A monoculture of clones is the antithesis of the concept of biodiversity – one of the tenets of sustainability. Eucalyptuses are already toxic, so it comes as little surprise that when planted as a genetically improved monoculture, the increased amount of chemicals entering waterways and soils can have toxic effects.
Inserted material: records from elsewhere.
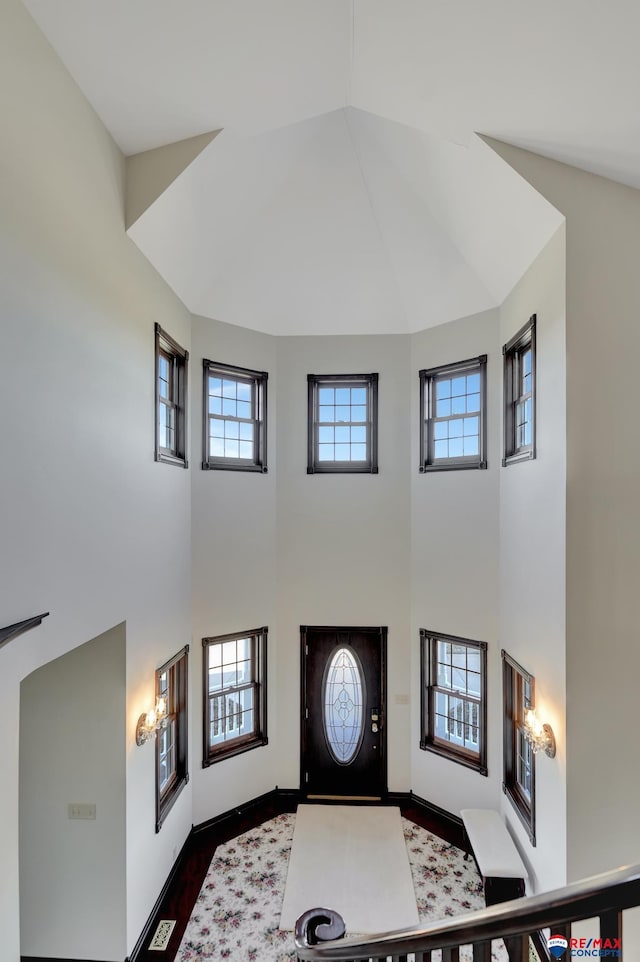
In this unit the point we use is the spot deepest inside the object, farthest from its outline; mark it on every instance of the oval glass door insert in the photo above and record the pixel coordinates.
(343, 701)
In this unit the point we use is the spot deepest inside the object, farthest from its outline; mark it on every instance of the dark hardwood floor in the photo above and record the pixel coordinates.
(194, 860)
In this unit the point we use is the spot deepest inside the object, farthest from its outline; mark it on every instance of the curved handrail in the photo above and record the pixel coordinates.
(595, 896)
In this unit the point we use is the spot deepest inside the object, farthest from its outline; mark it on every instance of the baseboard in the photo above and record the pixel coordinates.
(429, 808)
(269, 797)
(48, 958)
(152, 921)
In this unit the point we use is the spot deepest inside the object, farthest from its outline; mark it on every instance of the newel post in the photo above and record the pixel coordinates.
(318, 925)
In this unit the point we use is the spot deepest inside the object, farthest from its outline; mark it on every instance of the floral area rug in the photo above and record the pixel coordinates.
(237, 912)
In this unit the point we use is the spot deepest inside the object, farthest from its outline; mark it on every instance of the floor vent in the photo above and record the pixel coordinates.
(163, 933)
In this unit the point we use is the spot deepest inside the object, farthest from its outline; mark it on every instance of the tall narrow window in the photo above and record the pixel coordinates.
(171, 399)
(519, 759)
(235, 695)
(454, 704)
(342, 424)
(453, 415)
(171, 740)
(520, 395)
(235, 418)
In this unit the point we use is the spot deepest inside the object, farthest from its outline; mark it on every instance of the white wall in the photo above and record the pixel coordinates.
(603, 522)
(454, 559)
(234, 565)
(532, 554)
(343, 539)
(93, 529)
(71, 871)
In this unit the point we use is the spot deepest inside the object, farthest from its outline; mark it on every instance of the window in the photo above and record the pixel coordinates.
(171, 400)
(453, 674)
(453, 416)
(235, 693)
(343, 424)
(519, 759)
(520, 395)
(235, 418)
(171, 740)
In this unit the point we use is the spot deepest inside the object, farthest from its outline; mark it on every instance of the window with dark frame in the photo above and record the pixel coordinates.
(453, 698)
(171, 399)
(518, 756)
(235, 693)
(453, 416)
(235, 418)
(520, 395)
(342, 424)
(172, 738)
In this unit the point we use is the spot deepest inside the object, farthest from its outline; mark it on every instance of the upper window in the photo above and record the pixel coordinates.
(519, 759)
(453, 702)
(520, 395)
(343, 423)
(235, 693)
(171, 740)
(171, 400)
(235, 418)
(453, 415)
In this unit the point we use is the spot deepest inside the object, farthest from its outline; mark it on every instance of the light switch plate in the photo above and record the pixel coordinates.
(81, 810)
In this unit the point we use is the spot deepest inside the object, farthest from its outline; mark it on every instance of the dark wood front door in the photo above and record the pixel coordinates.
(343, 712)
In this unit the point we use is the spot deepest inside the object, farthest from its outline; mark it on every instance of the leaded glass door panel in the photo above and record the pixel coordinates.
(343, 711)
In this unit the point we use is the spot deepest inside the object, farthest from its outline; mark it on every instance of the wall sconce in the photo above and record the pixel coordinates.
(151, 721)
(539, 735)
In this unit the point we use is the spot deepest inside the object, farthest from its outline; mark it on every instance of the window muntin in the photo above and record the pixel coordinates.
(343, 706)
(235, 413)
(171, 739)
(519, 394)
(453, 706)
(453, 415)
(234, 693)
(171, 399)
(518, 756)
(343, 423)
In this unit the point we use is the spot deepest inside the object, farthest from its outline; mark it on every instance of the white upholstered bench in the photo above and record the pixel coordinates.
(503, 871)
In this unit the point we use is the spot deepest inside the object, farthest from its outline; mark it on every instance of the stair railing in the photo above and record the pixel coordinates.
(602, 896)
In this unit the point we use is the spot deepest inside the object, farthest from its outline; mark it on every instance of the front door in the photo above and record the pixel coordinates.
(343, 712)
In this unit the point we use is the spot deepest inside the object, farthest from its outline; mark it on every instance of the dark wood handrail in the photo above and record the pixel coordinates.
(12, 631)
(601, 896)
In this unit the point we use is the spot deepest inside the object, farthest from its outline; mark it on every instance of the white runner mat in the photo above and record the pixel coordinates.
(352, 859)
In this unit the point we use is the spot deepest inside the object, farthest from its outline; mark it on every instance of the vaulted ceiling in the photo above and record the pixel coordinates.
(348, 191)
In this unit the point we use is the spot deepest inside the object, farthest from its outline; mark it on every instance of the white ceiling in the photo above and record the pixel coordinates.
(348, 191)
The toxicity of a chemical is simply a matter of dose. Anything in a large enough quantity can be toxic – even water. Something that is beneficial in a small quantity, might be toxic in a larger quantity. By increasing the concentration of traits in E nitens through monoculture plantations or clones, we are inadvertently increasing the amount of toxins entering the environment from these trees.
References
1) Barry, K. M., Davies, N. W., Mohammed, C. L., (2001), Identification of hydrolysable tannins in the Reaction Zone of Eucalyptus nitens wood by high performance liquid chromatography – electrospray ionisation mass spectrometry, Phytochemical Analysis, 12: 120-127
2) Rapley, L., Allen G., Potts, B., Davies N., (2007), Constitutive or induced defences – how does Eucalyptus globulus defend itself from autum gum moth larvae feeding, Chemecology, 17, 4, 235-243
3) Eyles, A., Davies, N., Mohammed, C., (2002), Novel detection of formylated phloroglucinol compounds (FPCs), in the wound wood of Eucalyptus globulus and E. nitens., Journal of Chemical Ecology,
Vol. 29, No 4., 881 – 898
4) Lawler, I., Stepley, J., Foley, J., Eschler, B., (1999), Ecological example of conditioned flavour aversion in plant-herbivore interactions: effect of terpenes of Eucalyptus leaves on feeding by common ringtail and brushtail possums, Journal of Chemical Ecology, 25, 2, 401- 415
5) Henery, M., Moran, G., Wallis, Foley, W., (2007), Identification of quantitative trait loci influencing foliar concentrations of terpenes and formylated phloroglucinol compounds in Eucalyptus nitens, New
Phytologist, 176: 82-95
6) Mardones, L., Gomide, J., Freer, J., Ferraz, A., Rodriguez, J., (2006), Kraft pulping of Eucalyptus nitens wood chips biotreated by ceriporiopsis subvermispora, Journal of Chemical Technology & Biotechnology, 81, 4, 608-613
7) GMO Compass website, GMO database, Xylanase, available online at: http://www.gmocompass.org/eng/database/enzymes/96.xylanase.html (cited 23/03/10)
8) Schimlek, L., Kube P., Raymond, C., (2004), Genetic improvement of kraft pulp yield in Eucalyptus nitens using cellulose content determined by near infrared spectroscopy, Canadian Journal of Forest Research, 34, 11, 2363-2370.